The Missing “SLOW” Service Signal in OpenSignals

I might not be entirely right on this one as I seem to keep revisiting this, but for now, I have decided not to include a SLOW signal in the set of signals that OpenSignals offers. While service status values are subjectively inferred, I am extremely reluctant to do so at the signal level. Slow might seem a straightforward term to use as a signal, but it is fraught with issues in how this is measured by either service within a conversational exchange and how reliable the signal can be over a medium such as a network. Can slowness be accurately attributed?

An overriding goal for OpenSignals is to move away from quantitative measures. SLOW seems to be a slight detour into this area, which is better served by another instrumentation technology I designed in 2008 and subsequently released as an Open API only – activity-based metering. If SLOW were to be introduced as a signal, the door opens wide for how much slowness. Users of the instrumentation library would then request that additional data, such as the timings, be attached to a signal and event, or worse, ask for different signals representing levels of slowness. This would very quickly explode and degrade the integrity of the design.
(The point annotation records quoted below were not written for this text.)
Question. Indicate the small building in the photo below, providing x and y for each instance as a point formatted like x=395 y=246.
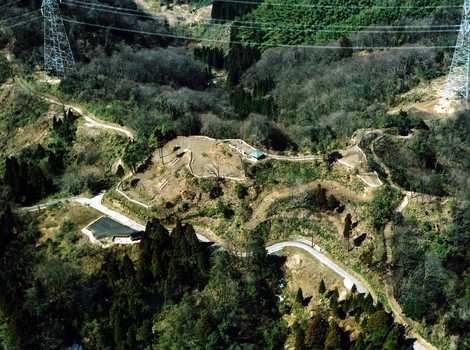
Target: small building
x=106 y=231
x=256 y=154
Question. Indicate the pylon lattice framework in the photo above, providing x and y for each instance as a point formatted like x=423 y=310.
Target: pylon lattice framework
x=458 y=79
x=58 y=57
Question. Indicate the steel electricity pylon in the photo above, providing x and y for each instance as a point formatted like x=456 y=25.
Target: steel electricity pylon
x=457 y=88
x=58 y=56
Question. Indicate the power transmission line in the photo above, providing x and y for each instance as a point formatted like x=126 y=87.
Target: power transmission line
x=19 y=16
x=20 y=23
x=288 y=28
x=105 y=6
x=58 y=57
x=458 y=80
x=248 y=2
x=10 y=4
x=324 y=47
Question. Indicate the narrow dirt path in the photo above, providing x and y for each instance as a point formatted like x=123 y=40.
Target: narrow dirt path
x=91 y=120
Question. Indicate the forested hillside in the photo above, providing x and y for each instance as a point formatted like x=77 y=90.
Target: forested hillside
x=262 y=78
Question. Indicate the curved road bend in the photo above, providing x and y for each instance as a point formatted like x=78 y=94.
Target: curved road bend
x=348 y=279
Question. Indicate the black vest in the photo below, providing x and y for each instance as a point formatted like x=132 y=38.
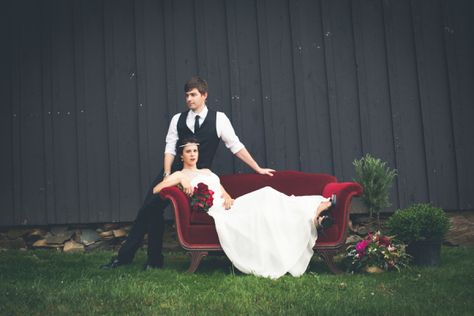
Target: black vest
x=206 y=136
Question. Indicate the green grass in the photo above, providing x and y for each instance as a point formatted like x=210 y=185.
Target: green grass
x=53 y=283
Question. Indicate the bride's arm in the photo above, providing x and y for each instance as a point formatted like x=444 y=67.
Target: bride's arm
x=174 y=179
x=228 y=200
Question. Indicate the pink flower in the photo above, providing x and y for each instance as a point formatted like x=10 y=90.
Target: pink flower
x=362 y=245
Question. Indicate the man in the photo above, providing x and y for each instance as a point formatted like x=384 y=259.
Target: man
x=208 y=127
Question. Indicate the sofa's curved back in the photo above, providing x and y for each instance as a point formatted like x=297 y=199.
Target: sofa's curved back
x=289 y=182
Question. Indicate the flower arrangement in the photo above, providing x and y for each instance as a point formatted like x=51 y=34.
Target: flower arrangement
x=202 y=198
x=377 y=252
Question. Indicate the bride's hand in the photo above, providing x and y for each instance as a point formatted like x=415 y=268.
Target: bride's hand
x=228 y=201
x=187 y=187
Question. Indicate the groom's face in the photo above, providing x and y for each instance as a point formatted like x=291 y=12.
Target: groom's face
x=195 y=100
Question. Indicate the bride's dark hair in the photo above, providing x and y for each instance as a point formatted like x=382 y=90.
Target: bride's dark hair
x=188 y=140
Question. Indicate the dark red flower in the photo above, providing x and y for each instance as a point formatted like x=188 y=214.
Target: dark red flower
x=202 y=198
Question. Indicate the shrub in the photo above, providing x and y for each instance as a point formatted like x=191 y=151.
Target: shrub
x=376 y=179
x=421 y=221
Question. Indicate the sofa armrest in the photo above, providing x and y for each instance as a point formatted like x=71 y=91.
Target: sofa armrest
x=344 y=192
x=181 y=208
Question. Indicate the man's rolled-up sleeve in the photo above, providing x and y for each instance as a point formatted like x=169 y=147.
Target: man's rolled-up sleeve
x=172 y=136
x=226 y=132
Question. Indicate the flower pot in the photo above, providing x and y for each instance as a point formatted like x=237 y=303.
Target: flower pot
x=425 y=252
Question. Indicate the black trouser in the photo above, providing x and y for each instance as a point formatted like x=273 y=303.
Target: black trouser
x=150 y=219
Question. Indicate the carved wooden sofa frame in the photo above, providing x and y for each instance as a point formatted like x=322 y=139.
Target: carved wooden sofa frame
x=197 y=234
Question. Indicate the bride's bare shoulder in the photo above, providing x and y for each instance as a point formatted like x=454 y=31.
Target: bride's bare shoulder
x=205 y=170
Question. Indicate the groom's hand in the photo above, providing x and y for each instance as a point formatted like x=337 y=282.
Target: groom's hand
x=266 y=171
x=228 y=201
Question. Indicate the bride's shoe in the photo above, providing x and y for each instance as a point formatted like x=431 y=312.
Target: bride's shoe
x=324 y=221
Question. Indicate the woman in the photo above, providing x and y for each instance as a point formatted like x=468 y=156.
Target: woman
x=264 y=232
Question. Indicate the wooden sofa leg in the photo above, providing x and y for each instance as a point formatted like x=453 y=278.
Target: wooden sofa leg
x=196 y=257
x=329 y=259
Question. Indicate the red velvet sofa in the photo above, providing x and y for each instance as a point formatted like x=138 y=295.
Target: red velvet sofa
x=197 y=234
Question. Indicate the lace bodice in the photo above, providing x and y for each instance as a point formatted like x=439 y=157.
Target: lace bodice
x=213 y=182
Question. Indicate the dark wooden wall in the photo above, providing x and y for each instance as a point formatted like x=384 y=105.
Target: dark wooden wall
x=88 y=88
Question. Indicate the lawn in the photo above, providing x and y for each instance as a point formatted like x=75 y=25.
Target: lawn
x=54 y=283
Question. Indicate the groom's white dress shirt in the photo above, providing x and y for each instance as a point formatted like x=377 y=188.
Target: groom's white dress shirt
x=224 y=130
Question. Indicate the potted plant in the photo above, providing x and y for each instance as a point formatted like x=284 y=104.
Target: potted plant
x=376 y=253
x=376 y=178
x=423 y=227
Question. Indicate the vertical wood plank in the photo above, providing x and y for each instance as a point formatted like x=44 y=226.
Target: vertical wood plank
x=141 y=87
x=404 y=98
x=373 y=85
x=31 y=158
x=311 y=86
x=47 y=96
x=6 y=117
x=459 y=46
x=111 y=90
x=342 y=84
x=273 y=158
x=434 y=101
x=80 y=117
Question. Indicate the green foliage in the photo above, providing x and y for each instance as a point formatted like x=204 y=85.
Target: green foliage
x=376 y=179
x=421 y=221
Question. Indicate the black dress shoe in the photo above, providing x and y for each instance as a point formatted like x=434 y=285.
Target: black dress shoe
x=114 y=263
x=152 y=266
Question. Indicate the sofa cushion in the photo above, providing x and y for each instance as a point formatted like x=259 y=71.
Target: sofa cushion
x=289 y=182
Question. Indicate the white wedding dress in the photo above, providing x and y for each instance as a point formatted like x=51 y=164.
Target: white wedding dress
x=265 y=233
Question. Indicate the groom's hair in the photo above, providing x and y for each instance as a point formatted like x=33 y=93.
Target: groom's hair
x=196 y=83
x=180 y=144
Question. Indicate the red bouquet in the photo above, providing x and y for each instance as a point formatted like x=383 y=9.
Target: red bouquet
x=202 y=198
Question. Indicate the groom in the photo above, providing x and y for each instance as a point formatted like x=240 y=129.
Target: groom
x=208 y=127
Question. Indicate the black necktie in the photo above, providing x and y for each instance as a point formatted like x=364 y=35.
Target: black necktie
x=196 y=124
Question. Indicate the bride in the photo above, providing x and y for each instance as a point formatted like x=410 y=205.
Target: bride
x=264 y=232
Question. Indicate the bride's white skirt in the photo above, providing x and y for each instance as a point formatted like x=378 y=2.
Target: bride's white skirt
x=268 y=233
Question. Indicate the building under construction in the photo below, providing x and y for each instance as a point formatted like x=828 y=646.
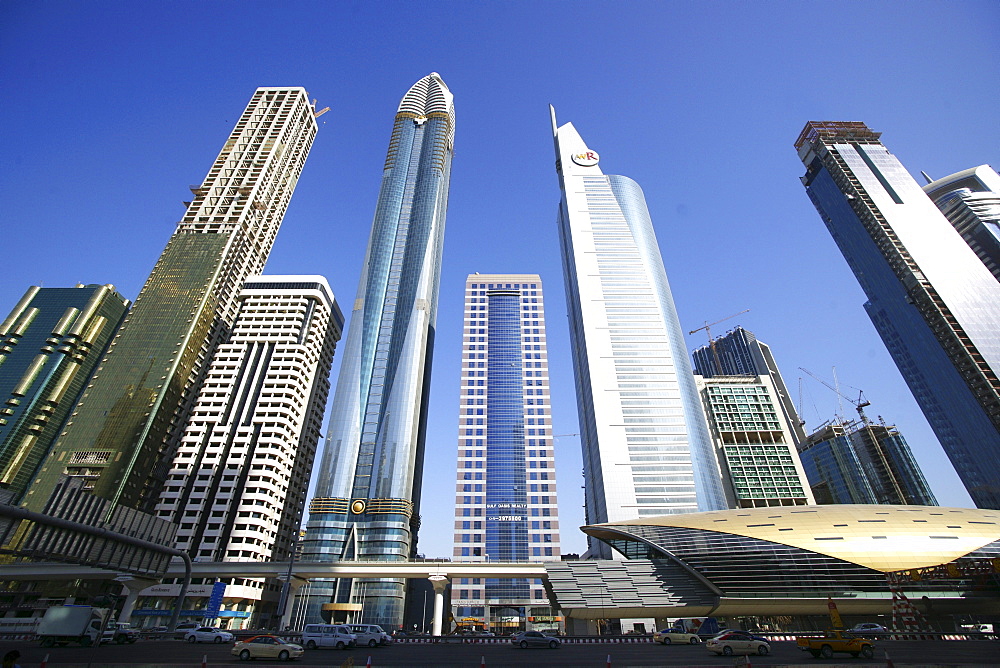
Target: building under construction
x=861 y=461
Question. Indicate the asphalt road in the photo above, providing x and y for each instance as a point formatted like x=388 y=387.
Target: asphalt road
x=169 y=653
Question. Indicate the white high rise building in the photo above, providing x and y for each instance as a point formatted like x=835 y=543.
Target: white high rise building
x=646 y=446
x=238 y=484
x=505 y=504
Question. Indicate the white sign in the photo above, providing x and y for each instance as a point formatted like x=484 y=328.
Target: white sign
x=586 y=159
x=175 y=590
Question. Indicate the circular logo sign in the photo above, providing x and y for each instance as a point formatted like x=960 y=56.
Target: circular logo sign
x=586 y=159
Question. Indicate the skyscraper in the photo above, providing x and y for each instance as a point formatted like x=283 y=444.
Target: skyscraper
x=739 y=352
x=970 y=200
x=861 y=461
x=237 y=486
x=49 y=345
x=646 y=446
x=932 y=300
x=505 y=494
x=368 y=491
x=754 y=441
x=131 y=416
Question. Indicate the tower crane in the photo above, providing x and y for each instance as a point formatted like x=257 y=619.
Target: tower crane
x=711 y=342
x=859 y=403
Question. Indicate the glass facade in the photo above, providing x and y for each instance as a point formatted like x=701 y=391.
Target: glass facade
x=754 y=442
x=368 y=490
x=646 y=446
x=506 y=504
x=134 y=409
x=740 y=353
x=839 y=551
x=970 y=200
x=49 y=345
x=932 y=300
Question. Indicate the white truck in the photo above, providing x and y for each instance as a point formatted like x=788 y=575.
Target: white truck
x=64 y=624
Not on my watch.

My concept for a signal in the OpenSignals API is a phenomenon that is either an outcome or operation. SLOW does not pass the smell test here. In fact, I strongly suspect that service timing is well past its use-by date when it comes to the effective monitoring and managing highly complex inner networks and systems of services – whether macro or micro perceived or conceived. Signals can be emitted and received, so how does SLOW get received? A called (remote) service would need to send back a SLOW signal in its response payload – a receipt. It is extremely hard to imagine that realistically happening outside some sort of explicitly contracted deadline like a timeout!

In the early days of OpenSignals, in and around 2015, when it was under a different research project name, Signify, I felt the ELAPSE signal was a far better fit, that covered the expiration of service execution and call deadlines in the form of timeouts – an extreme form of slowness. It was not necessarily tied to the service request level, which was extremely important as OpenSignals aims to place far more emphasis on aspects of the service-to-service conversations (dialog-based observability). In the course of a conversation, it is easy to imagine time and task elapsing or expiring as opposed to being slow. The measurement of time is not entirely absent from OpenSignals; it is just captured and communicated at a different and far more effective level of scale and semantics.